Last year I attempted to read another Italian classic book with an engaging plot—Il Gattopardo by Giuseppe Tomasi di Lampedusa. Like the Levi book, it was a selection that offered a window into Italian history. In picking it up, I noted that it was almost comically thin, and as such it tricked me into thinking that I could get through it easily. Or at least quickly. This was not the case. While I stumbled through the chapters at a glacial pace, at the end of each one I found myself turning to online synopses to see if I caught all of the action that had just transpired (I hadn’t). I finally decided that I would abandon the story, even if I felt bad. 

It is absolutely not in my nature to quit books. To wit, I have a book that I found in the office that I am absolutely slogging through.  I found the book in a shipment of selections provided by my employer. They regularly sends us a box of new books, and last year for some reason they sent a number writing about the Boston Celtics. This has been a happy coincidence for me, but this latest book, I am reading slowly because the story is great but the writing style is driving me bananas. I won’t go into it here, but suffice to say that I am committed to finishing, even if the writing is grating on me. I have not given up on this book, but I did give up on Il Gattopardo.
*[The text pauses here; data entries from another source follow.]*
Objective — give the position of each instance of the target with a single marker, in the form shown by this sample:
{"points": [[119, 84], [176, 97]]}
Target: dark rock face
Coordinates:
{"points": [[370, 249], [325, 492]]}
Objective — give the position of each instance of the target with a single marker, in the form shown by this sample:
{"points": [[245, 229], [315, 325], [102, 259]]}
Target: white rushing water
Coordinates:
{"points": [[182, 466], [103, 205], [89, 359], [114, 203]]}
I did feel guilty about putting down that Italian classic only until I mentioned it to actual Italian people in my orbit. I was at a social gathering where the general subject of books came up. I mentioned that I had tried and failed to read Il Gattopardo. The look on their faces was a mixture of disbelief and comprehension. I got a sort of, “Why on Earth would you choose that book?!” reaction combined with reassurances that even for them, the native speakers, it is “molto pesante” (a heavy read). And perhaps they were even proud of me for trying…I don’t know. I wasn’t trying to impress anybody. I just don’t like giving up on books. And worse, despite all of that failed effort, I honesty can’t recall if I came away with any new vocabulary comprehension after devoting weeks to trying to read it.

But back to my current story. After a bit of stops and starts, I am now hallway through and feel confident that I can successfully perform about a hundred more word look ups and then finish it. I do still give a side-eye to my notebook and wonder about all of those words I have already written down…but for the moment I will try not get myself bogged down by that mountain of new knowledge.
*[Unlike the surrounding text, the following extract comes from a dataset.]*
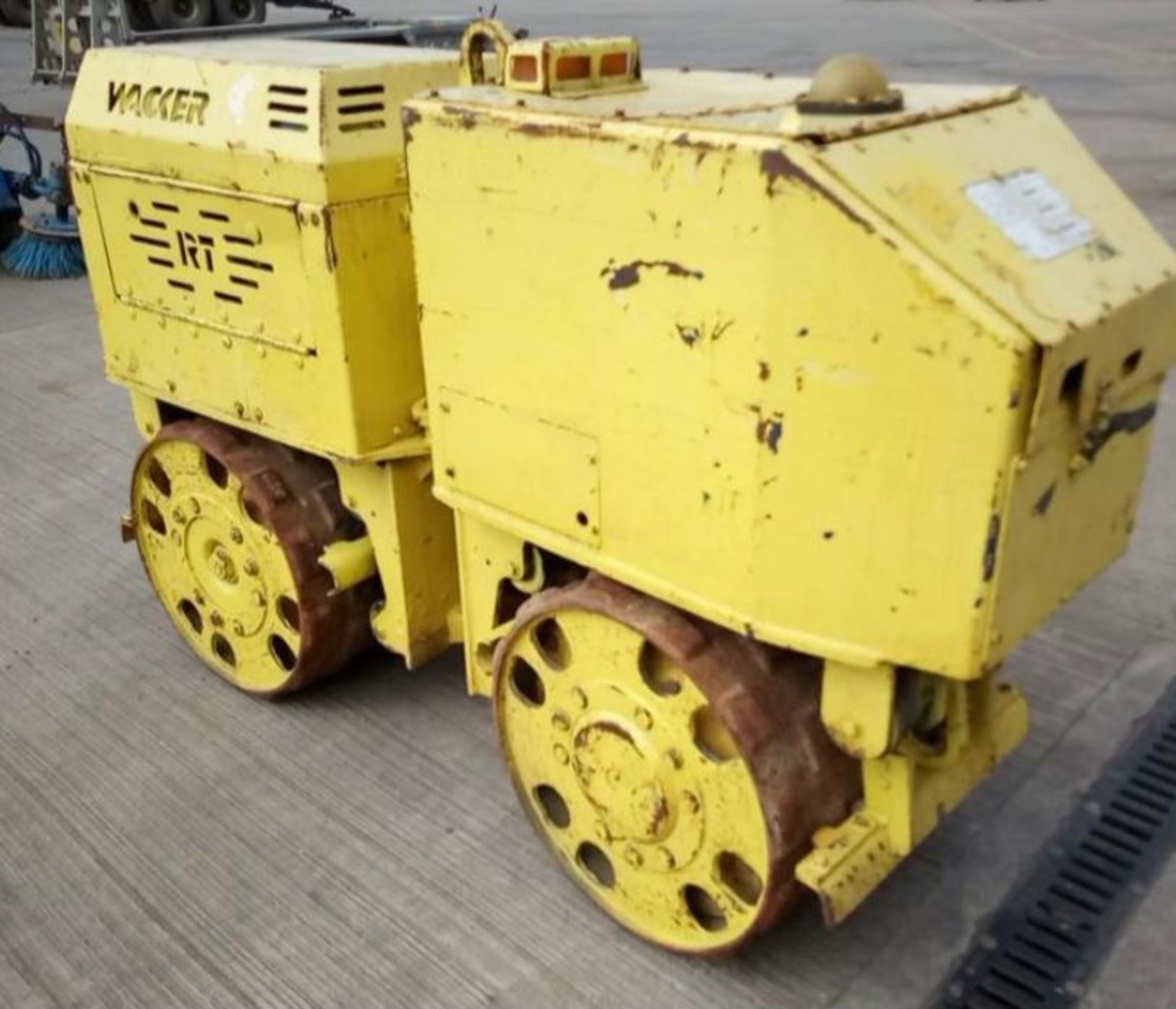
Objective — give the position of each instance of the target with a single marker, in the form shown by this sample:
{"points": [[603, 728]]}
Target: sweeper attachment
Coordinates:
{"points": [[37, 245]]}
This morning a song came on the radio that I hadn’t really heard since I first arrived in Italy. That was three years ago when I showed up with loads of French in my head but zero Italian. Not even a course of instruction under my belt. This was the time when I soon learned about the Ironman-strength Italian Song Festival called Sanremo, and with it the winning song for 2020 which was Fai Rumore (Make Noise). After winning the festival, this song played constantly on the radio throughout COVID lockdown. While I heard it constantly, the melody didn’t do much for me, and it probably didn’t help was that the song was little more than a bunch of Italian words that I didn’t have the competency to process.  
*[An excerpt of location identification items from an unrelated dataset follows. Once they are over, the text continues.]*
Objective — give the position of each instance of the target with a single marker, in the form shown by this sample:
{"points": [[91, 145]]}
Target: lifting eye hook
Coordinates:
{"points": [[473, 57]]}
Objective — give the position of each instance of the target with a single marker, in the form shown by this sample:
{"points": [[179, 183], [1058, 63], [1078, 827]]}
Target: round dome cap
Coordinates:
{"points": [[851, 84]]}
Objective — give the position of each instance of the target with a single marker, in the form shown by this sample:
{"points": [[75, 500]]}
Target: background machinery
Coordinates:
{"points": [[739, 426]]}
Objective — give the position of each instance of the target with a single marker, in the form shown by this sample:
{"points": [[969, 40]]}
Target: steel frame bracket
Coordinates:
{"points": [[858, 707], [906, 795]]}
But today while getting dressed, I actually listened to the lyrics. You know how you sometimes focus in on a song rather than just cresting along with the melody. To my delight, I found that I have slowly but surely learned new words, and this song I do now understand. It wasn’t an overnight occurrence, but instead the result of a (very) slow building block approach involving multiple approaches to learning. Despite all of the stops and starts, I can and do reach higher levels of proficiency. Of course an Italian pop song cannot be compared to a modern classic of literature, but perhaps a mix of these two elements is the route most compatible with my modest, personal erudition.  I will take what I can get wherever I can find, and remember that time, patience and application remain the key to further opening the aperture of this world.